(ots) - Journalisten sind Lotsen in einem immer
komplexer werdenden Informationsdschungel: Sie müssen aus einer
Vielzahl an Nachrichtenquellen Informationen filtern, bewerten und
auf unterschiedlichen Kanälen weiter verarbeiten. Im
Forschungsprojekt »News-Stream« entwickeln das Fraunhofer IAIS und
Neofonie zusammen mit Deutsche Welle und dpa neue Recherche- und
Analysetools: Mit wenigen Klicks können Journalisten tausende Inhalte
aus Videoplattformen, RSS-Feeds, Medienarchiven oder sozialen Medien
auf dem Bildschirm thematisch bündeln und sich in Echtzeit über
aktuelle Ereignisse informieren. Auf der CeBIT stellen die
News-Stream-Experten erste Ergebnisse und Anwendungsbeispiele vor.

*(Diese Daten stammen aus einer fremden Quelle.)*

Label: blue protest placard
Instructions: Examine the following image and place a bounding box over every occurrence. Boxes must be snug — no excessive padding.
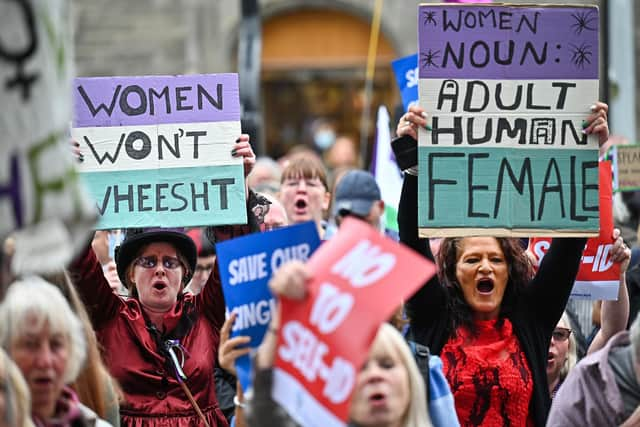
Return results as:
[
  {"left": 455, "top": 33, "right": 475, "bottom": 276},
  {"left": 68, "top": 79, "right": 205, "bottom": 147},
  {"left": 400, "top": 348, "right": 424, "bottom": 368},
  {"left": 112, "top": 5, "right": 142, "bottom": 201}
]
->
[
  {"left": 216, "top": 221, "right": 321, "bottom": 392},
  {"left": 391, "top": 54, "right": 419, "bottom": 112}
]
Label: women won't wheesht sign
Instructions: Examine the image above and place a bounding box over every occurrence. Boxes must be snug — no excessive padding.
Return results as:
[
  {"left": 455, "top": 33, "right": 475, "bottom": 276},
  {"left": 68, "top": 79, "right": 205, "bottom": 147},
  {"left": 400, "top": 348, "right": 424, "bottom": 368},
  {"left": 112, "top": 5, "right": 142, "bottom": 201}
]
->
[
  {"left": 71, "top": 74, "right": 246, "bottom": 229},
  {"left": 417, "top": 4, "right": 600, "bottom": 237}
]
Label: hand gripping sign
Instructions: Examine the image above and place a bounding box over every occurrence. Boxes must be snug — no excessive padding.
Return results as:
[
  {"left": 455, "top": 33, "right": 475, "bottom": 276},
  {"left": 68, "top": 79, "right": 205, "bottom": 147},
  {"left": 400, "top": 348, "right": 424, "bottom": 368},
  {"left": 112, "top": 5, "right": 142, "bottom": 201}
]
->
[
  {"left": 529, "top": 162, "right": 621, "bottom": 299},
  {"left": 272, "top": 218, "right": 437, "bottom": 427},
  {"left": 216, "top": 221, "right": 321, "bottom": 393}
]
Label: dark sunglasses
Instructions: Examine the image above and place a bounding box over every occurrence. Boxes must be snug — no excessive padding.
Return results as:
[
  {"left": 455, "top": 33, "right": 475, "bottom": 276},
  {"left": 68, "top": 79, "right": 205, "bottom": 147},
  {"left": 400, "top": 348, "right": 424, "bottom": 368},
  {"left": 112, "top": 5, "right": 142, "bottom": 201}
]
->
[
  {"left": 134, "top": 255, "right": 182, "bottom": 270},
  {"left": 552, "top": 327, "right": 572, "bottom": 342}
]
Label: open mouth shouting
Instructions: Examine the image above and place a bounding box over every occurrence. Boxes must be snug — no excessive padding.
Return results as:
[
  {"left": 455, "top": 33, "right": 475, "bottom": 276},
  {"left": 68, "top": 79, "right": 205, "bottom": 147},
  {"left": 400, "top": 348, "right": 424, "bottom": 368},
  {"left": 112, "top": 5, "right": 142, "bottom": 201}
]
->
[
  {"left": 293, "top": 197, "right": 308, "bottom": 215},
  {"left": 476, "top": 278, "right": 495, "bottom": 294},
  {"left": 152, "top": 281, "right": 168, "bottom": 292}
]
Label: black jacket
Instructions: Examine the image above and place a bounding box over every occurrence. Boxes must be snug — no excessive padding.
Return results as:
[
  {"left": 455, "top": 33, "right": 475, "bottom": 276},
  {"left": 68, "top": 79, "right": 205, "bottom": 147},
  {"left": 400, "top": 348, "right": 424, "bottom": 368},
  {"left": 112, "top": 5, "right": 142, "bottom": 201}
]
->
[{"left": 398, "top": 171, "right": 585, "bottom": 427}]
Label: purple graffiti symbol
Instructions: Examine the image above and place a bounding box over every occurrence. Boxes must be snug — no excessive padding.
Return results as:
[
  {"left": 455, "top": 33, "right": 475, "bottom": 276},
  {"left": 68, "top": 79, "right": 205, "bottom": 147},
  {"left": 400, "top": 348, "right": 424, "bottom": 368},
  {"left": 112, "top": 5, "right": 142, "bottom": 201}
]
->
[
  {"left": 0, "top": 0, "right": 40, "bottom": 101},
  {"left": 0, "top": 154, "right": 24, "bottom": 228},
  {"left": 421, "top": 50, "right": 440, "bottom": 68},
  {"left": 570, "top": 10, "right": 597, "bottom": 35},
  {"left": 422, "top": 10, "right": 437, "bottom": 26}
]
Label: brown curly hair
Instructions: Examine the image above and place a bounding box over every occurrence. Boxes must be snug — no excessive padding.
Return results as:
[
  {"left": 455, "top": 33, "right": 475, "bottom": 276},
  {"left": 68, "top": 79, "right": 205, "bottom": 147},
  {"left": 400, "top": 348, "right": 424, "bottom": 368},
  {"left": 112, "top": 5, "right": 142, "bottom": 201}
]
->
[{"left": 436, "top": 237, "right": 534, "bottom": 335}]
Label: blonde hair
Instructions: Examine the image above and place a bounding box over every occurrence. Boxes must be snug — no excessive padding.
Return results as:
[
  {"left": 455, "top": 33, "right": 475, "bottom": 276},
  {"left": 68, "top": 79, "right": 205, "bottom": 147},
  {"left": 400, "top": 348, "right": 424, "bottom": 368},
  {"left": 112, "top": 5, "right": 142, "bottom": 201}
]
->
[
  {"left": 0, "top": 276, "right": 87, "bottom": 384},
  {"left": 0, "top": 348, "right": 34, "bottom": 427},
  {"left": 371, "top": 323, "right": 432, "bottom": 427},
  {"left": 558, "top": 312, "right": 577, "bottom": 381}
]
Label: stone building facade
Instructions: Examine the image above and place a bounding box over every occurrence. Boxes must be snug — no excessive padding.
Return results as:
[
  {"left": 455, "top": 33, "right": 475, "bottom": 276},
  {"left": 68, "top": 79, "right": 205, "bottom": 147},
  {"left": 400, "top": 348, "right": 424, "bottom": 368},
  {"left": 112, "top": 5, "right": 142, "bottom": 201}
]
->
[{"left": 73, "top": 0, "right": 634, "bottom": 157}]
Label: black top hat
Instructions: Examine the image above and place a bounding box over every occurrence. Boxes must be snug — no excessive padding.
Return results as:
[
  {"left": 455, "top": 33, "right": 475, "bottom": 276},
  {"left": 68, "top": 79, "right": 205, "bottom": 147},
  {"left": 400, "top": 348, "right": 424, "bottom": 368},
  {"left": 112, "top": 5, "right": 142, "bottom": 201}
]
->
[{"left": 115, "top": 228, "right": 197, "bottom": 286}]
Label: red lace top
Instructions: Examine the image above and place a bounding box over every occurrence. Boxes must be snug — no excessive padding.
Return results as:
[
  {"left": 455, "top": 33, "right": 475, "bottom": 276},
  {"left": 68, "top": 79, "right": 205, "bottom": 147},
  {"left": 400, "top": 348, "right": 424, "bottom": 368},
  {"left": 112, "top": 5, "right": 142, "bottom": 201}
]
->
[{"left": 441, "top": 318, "right": 534, "bottom": 427}]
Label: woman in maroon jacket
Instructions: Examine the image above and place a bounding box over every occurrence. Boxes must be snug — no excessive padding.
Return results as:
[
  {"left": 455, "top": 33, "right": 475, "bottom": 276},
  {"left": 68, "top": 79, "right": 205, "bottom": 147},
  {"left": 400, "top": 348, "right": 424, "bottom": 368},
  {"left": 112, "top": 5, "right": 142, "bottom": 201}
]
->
[{"left": 68, "top": 136, "right": 261, "bottom": 427}]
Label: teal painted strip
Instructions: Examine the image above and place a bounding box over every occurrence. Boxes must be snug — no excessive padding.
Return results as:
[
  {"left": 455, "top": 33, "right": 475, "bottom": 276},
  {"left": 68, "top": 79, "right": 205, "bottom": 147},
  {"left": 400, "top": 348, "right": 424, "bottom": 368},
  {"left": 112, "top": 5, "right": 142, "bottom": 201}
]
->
[
  {"left": 80, "top": 165, "right": 246, "bottom": 229},
  {"left": 417, "top": 147, "right": 599, "bottom": 230}
]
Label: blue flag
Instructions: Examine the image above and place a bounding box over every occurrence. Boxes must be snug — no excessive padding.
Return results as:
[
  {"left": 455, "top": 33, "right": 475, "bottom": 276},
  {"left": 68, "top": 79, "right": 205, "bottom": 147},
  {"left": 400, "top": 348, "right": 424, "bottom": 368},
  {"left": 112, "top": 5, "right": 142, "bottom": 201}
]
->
[{"left": 391, "top": 54, "right": 419, "bottom": 112}]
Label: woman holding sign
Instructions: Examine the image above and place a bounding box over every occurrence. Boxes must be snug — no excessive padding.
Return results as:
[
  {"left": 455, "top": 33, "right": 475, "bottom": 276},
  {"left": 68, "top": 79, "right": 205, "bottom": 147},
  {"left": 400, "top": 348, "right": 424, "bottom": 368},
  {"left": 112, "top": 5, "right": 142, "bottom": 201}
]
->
[
  {"left": 68, "top": 136, "right": 261, "bottom": 427},
  {"left": 243, "top": 261, "right": 433, "bottom": 427},
  {"left": 393, "top": 103, "right": 630, "bottom": 426}
]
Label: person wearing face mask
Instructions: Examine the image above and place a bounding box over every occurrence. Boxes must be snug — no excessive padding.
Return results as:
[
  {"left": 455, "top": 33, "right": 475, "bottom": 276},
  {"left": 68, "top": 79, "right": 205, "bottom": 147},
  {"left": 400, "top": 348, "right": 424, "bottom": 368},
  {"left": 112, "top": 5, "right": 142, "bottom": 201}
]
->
[{"left": 243, "top": 261, "right": 433, "bottom": 427}]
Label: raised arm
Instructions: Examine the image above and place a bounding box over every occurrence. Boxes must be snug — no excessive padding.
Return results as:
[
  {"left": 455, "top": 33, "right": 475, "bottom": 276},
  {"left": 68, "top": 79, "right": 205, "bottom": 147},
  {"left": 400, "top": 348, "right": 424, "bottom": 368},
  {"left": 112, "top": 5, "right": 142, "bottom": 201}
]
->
[
  {"left": 588, "top": 229, "right": 631, "bottom": 354},
  {"left": 529, "top": 102, "right": 610, "bottom": 332},
  {"left": 199, "top": 134, "right": 262, "bottom": 329},
  {"left": 394, "top": 106, "right": 447, "bottom": 328},
  {"left": 67, "top": 237, "right": 122, "bottom": 329}
]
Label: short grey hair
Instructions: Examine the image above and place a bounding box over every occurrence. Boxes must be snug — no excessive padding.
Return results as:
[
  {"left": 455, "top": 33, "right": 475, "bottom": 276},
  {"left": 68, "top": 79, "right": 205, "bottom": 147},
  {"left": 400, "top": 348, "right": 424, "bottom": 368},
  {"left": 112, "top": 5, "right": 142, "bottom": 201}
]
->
[{"left": 0, "top": 276, "right": 87, "bottom": 384}]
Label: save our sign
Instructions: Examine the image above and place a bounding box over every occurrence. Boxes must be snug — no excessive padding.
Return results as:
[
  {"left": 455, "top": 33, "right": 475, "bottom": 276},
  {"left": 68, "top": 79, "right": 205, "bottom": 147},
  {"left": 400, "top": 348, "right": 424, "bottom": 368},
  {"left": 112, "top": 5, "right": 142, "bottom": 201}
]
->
[
  {"left": 272, "top": 218, "right": 436, "bottom": 427},
  {"left": 71, "top": 74, "right": 246, "bottom": 229},
  {"left": 417, "top": 4, "right": 600, "bottom": 237},
  {"left": 216, "top": 221, "right": 321, "bottom": 393}
]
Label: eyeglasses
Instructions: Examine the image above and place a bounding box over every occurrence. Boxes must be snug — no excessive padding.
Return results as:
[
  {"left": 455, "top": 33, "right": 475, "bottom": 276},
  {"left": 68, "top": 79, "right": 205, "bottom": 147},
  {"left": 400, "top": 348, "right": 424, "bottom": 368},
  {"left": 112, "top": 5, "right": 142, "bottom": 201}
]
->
[
  {"left": 552, "top": 327, "right": 572, "bottom": 342},
  {"left": 195, "top": 262, "right": 215, "bottom": 273},
  {"left": 134, "top": 255, "right": 182, "bottom": 270}
]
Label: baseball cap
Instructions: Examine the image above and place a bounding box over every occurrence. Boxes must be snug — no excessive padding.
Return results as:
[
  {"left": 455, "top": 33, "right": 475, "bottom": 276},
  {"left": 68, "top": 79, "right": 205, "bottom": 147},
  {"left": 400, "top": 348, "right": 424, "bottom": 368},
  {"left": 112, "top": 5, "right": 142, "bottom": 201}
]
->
[{"left": 333, "top": 170, "right": 381, "bottom": 217}]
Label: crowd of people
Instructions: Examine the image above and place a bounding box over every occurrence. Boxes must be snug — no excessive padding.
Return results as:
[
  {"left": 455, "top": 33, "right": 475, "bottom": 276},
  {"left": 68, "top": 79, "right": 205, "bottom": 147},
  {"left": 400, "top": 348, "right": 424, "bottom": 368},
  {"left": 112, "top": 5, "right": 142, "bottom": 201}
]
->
[{"left": 3, "top": 49, "right": 640, "bottom": 427}]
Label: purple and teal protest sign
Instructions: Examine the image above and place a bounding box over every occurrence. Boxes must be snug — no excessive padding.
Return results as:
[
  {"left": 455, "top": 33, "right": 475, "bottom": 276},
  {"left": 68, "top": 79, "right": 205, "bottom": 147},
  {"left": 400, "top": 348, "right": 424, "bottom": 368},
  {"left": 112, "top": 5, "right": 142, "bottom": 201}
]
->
[
  {"left": 216, "top": 221, "right": 321, "bottom": 393},
  {"left": 417, "top": 5, "right": 600, "bottom": 237},
  {"left": 71, "top": 74, "right": 246, "bottom": 229}
]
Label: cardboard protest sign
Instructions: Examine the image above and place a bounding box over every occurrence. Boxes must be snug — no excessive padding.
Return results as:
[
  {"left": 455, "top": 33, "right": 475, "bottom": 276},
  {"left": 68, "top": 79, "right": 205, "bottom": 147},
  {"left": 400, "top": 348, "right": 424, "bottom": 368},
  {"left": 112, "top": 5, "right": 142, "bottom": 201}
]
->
[
  {"left": 417, "top": 4, "right": 600, "bottom": 237},
  {"left": 216, "top": 221, "right": 321, "bottom": 393},
  {"left": 529, "top": 162, "right": 620, "bottom": 299},
  {"left": 72, "top": 74, "right": 246, "bottom": 229},
  {"left": 391, "top": 54, "right": 419, "bottom": 112},
  {"left": 272, "top": 218, "right": 437, "bottom": 427},
  {"left": 613, "top": 145, "right": 640, "bottom": 191},
  {"left": 0, "top": 0, "right": 97, "bottom": 274}
]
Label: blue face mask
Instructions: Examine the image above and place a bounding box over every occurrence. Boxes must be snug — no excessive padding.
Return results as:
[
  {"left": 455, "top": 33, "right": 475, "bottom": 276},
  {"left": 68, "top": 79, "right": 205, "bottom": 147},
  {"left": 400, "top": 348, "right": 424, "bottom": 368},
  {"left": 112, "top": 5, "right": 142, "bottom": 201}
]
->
[{"left": 314, "top": 130, "right": 336, "bottom": 151}]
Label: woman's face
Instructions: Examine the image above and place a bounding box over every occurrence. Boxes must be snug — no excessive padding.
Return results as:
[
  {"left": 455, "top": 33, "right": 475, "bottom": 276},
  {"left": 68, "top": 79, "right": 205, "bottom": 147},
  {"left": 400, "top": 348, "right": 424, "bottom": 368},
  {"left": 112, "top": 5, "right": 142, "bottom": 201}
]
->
[
  {"left": 128, "top": 242, "right": 185, "bottom": 312},
  {"left": 455, "top": 237, "right": 509, "bottom": 320},
  {"left": 349, "top": 339, "right": 410, "bottom": 427},
  {"left": 547, "top": 318, "right": 571, "bottom": 380},
  {"left": 278, "top": 175, "right": 330, "bottom": 226},
  {"left": 10, "top": 318, "right": 69, "bottom": 420}
]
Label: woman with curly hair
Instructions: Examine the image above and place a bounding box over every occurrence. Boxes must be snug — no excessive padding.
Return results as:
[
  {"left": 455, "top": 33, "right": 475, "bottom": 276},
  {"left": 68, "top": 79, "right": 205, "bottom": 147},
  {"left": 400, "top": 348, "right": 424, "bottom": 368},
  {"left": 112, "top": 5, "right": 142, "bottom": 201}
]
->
[{"left": 393, "top": 103, "right": 627, "bottom": 426}]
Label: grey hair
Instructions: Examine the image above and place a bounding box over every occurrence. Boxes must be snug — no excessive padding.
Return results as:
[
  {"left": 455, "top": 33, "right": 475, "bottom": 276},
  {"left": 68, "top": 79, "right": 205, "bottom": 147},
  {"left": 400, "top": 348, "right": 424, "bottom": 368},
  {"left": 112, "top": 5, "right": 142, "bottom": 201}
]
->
[{"left": 0, "top": 276, "right": 87, "bottom": 384}]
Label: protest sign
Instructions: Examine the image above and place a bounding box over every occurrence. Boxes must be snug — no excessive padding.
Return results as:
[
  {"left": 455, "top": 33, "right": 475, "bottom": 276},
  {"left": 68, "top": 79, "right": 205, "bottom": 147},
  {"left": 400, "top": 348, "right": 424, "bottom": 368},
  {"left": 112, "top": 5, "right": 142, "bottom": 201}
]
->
[
  {"left": 272, "top": 218, "right": 437, "bottom": 427},
  {"left": 391, "top": 54, "right": 419, "bottom": 112},
  {"left": 72, "top": 74, "right": 246, "bottom": 229},
  {"left": 613, "top": 144, "right": 640, "bottom": 191},
  {"left": 216, "top": 221, "right": 321, "bottom": 393},
  {"left": 417, "top": 4, "right": 600, "bottom": 237},
  {"left": 0, "top": 0, "right": 97, "bottom": 274},
  {"left": 529, "top": 162, "right": 620, "bottom": 300}
]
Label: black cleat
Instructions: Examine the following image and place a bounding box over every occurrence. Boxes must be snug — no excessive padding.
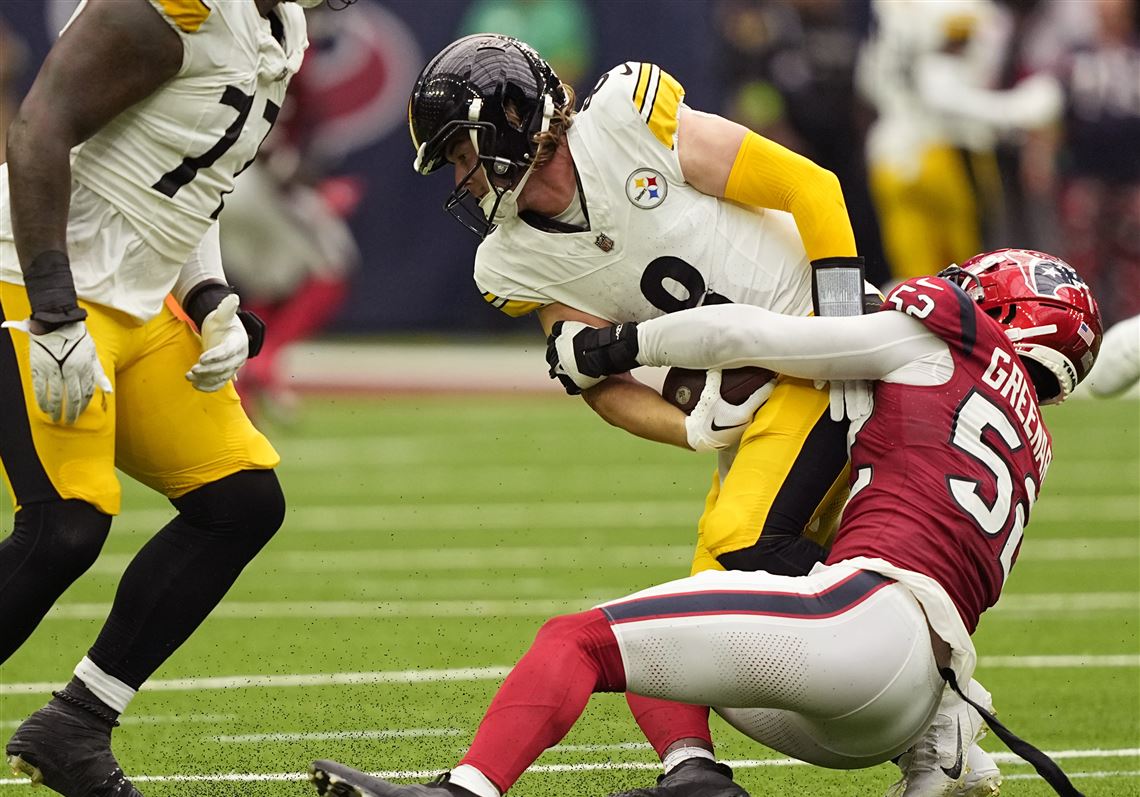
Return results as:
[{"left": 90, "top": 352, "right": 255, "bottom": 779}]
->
[
  {"left": 310, "top": 760, "right": 477, "bottom": 797},
  {"left": 608, "top": 758, "right": 751, "bottom": 797},
  {"left": 6, "top": 693, "right": 143, "bottom": 797}
]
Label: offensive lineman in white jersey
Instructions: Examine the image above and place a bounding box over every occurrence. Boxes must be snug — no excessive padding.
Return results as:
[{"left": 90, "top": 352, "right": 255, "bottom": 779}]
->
[
  {"left": 399, "top": 35, "right": 994, "bottom": 797},
  {"left": 0, "top": 1, "right": 343, "bottom": 794}
]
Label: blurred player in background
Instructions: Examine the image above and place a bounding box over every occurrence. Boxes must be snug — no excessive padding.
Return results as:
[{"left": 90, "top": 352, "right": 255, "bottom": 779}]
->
[
  {"left": 1084, "top": 314, "right": 1140, "bottom": 398},
  {"left": 858, "top": 0, "right": 1064, "bottom": 283},
  {"left": 311, "top": 249, "right": 1100, "bottom": 797},
  {"left": 0, "top": 0, "right": 338, "bottom": 792},
  {"left": 218, "top": 13, "right": 365, "bottom": 423},
  {"left": 400, "top": 34, "right": 1002, "bottom": 797}
]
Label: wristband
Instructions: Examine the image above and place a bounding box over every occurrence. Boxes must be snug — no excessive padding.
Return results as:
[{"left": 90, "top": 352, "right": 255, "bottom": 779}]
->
[
  {"left": 238, "top": 309, "right": 266, "bottom": 358},
  {"left": 811, "top": 256, "right": 866, "bottom": 317},
  {"left": 182, "top": 281, "right": 237, "bottom": 330},
  {"left": 24, "top": 250, "right": 87, "bottom": 327}
]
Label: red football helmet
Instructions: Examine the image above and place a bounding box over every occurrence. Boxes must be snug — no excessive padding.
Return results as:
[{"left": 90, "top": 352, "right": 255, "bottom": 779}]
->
[{"left": 941, "top": 249, "right": 1103, "bottom": 404}]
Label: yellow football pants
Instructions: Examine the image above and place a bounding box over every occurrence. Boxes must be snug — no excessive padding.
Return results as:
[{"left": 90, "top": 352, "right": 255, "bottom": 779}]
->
[
  {"left": 1, "top": 282, "right": 279, "bottom": 516},
  {"left": 690, "top": 377, "right": 850, "bottom": 575}
]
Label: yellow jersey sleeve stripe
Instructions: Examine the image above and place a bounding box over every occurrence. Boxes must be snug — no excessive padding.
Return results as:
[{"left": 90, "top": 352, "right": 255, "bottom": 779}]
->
[
  {"left": 481, "top": 292, "right": 544, "bottom": 318},
  {"left": 646, "top": 70, "right": 684, "bottom": 149},
  {"left": 153, "top": 0, "right": 211, "bottom": 33}
]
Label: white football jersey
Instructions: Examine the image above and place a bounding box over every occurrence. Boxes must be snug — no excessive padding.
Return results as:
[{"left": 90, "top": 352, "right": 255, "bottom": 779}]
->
[
  {"left": 0, "top": 0, "right": 306, "bottom": 321},
  {"left": 474, "top": 63, "right": 813, "bottom": 323}
]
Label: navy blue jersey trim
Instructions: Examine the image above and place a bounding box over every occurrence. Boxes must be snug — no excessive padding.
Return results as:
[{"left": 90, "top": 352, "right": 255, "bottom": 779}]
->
[
  {"left": 949, "top": 281, "right": 977, "bottom": 356},
  {"left": 600, "top": 570, "right": 893, "bottom": 624}
]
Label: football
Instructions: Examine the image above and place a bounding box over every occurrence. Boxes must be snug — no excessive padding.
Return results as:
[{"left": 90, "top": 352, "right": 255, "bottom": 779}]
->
[{"left": 661, "top": 366, "right": 776, "bottom": 415}]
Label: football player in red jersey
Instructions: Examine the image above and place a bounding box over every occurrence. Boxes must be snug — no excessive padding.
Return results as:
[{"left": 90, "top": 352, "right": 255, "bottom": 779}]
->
[{"left": 311, "top": 249, "right": 1099, "bottom": 797}]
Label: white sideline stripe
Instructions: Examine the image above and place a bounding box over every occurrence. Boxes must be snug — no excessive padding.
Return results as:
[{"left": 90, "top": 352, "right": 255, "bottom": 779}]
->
[
  {"left": 1, "top": 753, "right": 1135, "bottom": 785},
  {"left": 109, "top": 496, "right": 1140, "bottom": 535},
  {"left": 41, "top": 591, "right": 1140, "bottom": 621},
  {"left": 214, "top": 728, "right": 464, "bottom": 743},
  {"left": 3, "top": 656, "right": 1136, "bottom": 696}
]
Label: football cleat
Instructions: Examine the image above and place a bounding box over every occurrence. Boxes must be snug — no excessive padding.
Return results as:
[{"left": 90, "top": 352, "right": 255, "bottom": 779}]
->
[
  {"left": 309, "top": 760, "right": 477, "bottom": 797},
  {"left": 957, "top": 746, "right": 1002, "bottom": 797},
  {"left": 6, "top": 694, "right": 143, "bottom": 797},
  {"left": 608, "top": 758, "right": 750, "bottom": 797},
  {"left": 883, "top": 681, "right": 998, "bottom": 797}
]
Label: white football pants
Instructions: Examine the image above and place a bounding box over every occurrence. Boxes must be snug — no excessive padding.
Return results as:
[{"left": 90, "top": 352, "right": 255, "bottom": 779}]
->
[{"left": 599, "top": 563, "right": 945, "bottom": 768}]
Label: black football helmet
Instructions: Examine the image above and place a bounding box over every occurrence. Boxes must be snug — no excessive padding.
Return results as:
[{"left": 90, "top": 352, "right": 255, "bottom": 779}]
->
[{"left": 408, "top": 34, "right": 567, "bottom": 237}]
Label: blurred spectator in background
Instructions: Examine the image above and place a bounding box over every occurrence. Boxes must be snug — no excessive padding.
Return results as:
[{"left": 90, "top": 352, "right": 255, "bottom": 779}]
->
[
  {"left": 857, "top": 0, "right": 1064, "bottom": 283},
  {"left": 220, "top": 6, "right": 368, "bottom": 423},
  {"left": 713, "top": 0, "right": 890, "bottom": 286},
  {"left": 0, "top": 17, "right": 29, "bottom": 165},
  {"left": 1047, "top": 0, "right": 1140, "bottom": 328},
  {"left": 458, "top": 0, "right": 594, "bottom": 85}
]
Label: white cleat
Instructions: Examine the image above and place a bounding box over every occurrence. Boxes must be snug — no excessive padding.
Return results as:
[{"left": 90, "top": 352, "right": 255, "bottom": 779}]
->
[
  {"left": 957, "top": 745, "right": 1001, "bottom": 797},
  {"left": 883, "top": 680, "right": 999, "bottom": 797}
]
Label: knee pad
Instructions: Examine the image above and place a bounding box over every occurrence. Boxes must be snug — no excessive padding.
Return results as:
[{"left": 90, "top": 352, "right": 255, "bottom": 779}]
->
[
  {"left": 171, "top": 469, "right": 285, "bottom": 545},
  {"left": 11, "top": 500, "right": 112, "bottom": 581},
  {"left": 717, "top": 533, "right": 826, "bottom": 577}
]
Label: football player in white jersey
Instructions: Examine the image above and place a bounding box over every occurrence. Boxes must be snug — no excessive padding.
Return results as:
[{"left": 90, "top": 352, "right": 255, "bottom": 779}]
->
[
  {"left": 0, "top": 1, "right": 342, "bottom": 794},
  {"left": 401, "top": 34, "right": 870, "bottom": 797},
  {"left": 309, "top": 248, "right": 1099, "bottom": 797}
]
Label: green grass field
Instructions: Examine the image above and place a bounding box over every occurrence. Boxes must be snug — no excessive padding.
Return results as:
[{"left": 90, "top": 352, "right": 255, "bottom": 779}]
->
[{"left": 2, "top": 394, "right": 1137, "bottom": 797}]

Am Stand des Bundesministeriums für Bildung und Forschung BMBF auf
der CeBIT (Halle 6, A34) erfahren Interessierte am Nachbau eines
Redakteurs-Arbeitsplatzes, wie News-Stream funktioniert. Die neuen
Werkzeuge zur Unterstützung von journalistischen Arbeitsabläufen
basieren auf Big-Data-Technologien, die heterogene Nachrichtenströme
in Echtzeit analysieren. Für Journalisten, Agenturen und
Pressestellen soll durch News-Stream sowohl die Recherche, die
Themen- und Medienbeobachtung als auch die Erstellung von
Nachrichtenartikeln leichter werden.
Das Fraunhofer-Institut für Intelligente Analyse- und
Informationssysteme IAIS und der Berliner Datenspezialist Neofonie
sind für die Entwicklung der technischen Infrastruktur
verantwortlich. Die Deutsche Presse-Agentur dpa mit ihrer Tochter
dpa-infocom und die Deutsche Welle bringen Anforderungen und
Anwendungsfelder aus der journalistischen Praxis in das vom BMBF
geförderte Projekt mit ein.
»Journalisten brauchen Orientierung und Hilfsmittel zur
Bewältigung der Informationsflut, um ihre Kernaufgaben zu erfüllen
und die Bevölkerung verlässlich und transparent zu informieren. Die
News-Stream-Technologien helfen, nicht nur Texte, sondern auch
audiovisuelle Inhalte zu strukturieren und durchsuchbar zu machen«,
sagt Joachim Köhler, Abteilungsleiter NetMedia am projektleitenden
Institut, dem Fraunhofer IAIS.
Anwendungsbeispiele
Die News-Stream-Tools unterstützen Journalisten bei investigativen
Recherchen, sparen ihnen wertvolle Zeit beim Screening von
politischen Debatten und liefern neue Möglichkeiten, Text mit Audio
und Film zu verknüpfen. Viele Nutzungsszenarien sind bereits in dem
Forschungsprojekt entstanden und werden ständig weiter entwickelt.
Drei Beispiele:
Szenario 1: Eine Journalistin möchte prüfen, inwiefern
deutschsprachige Medien die Pressemitteilungen von Konzernen eins zu
eins übernehmen, ohne eigene Rechercheinhalte beizusteuern. Sobald
der Algorithmus ein Muster der Textübernahme findet, kann sie sich
die entsprechenden Stellen anzeigen lassen.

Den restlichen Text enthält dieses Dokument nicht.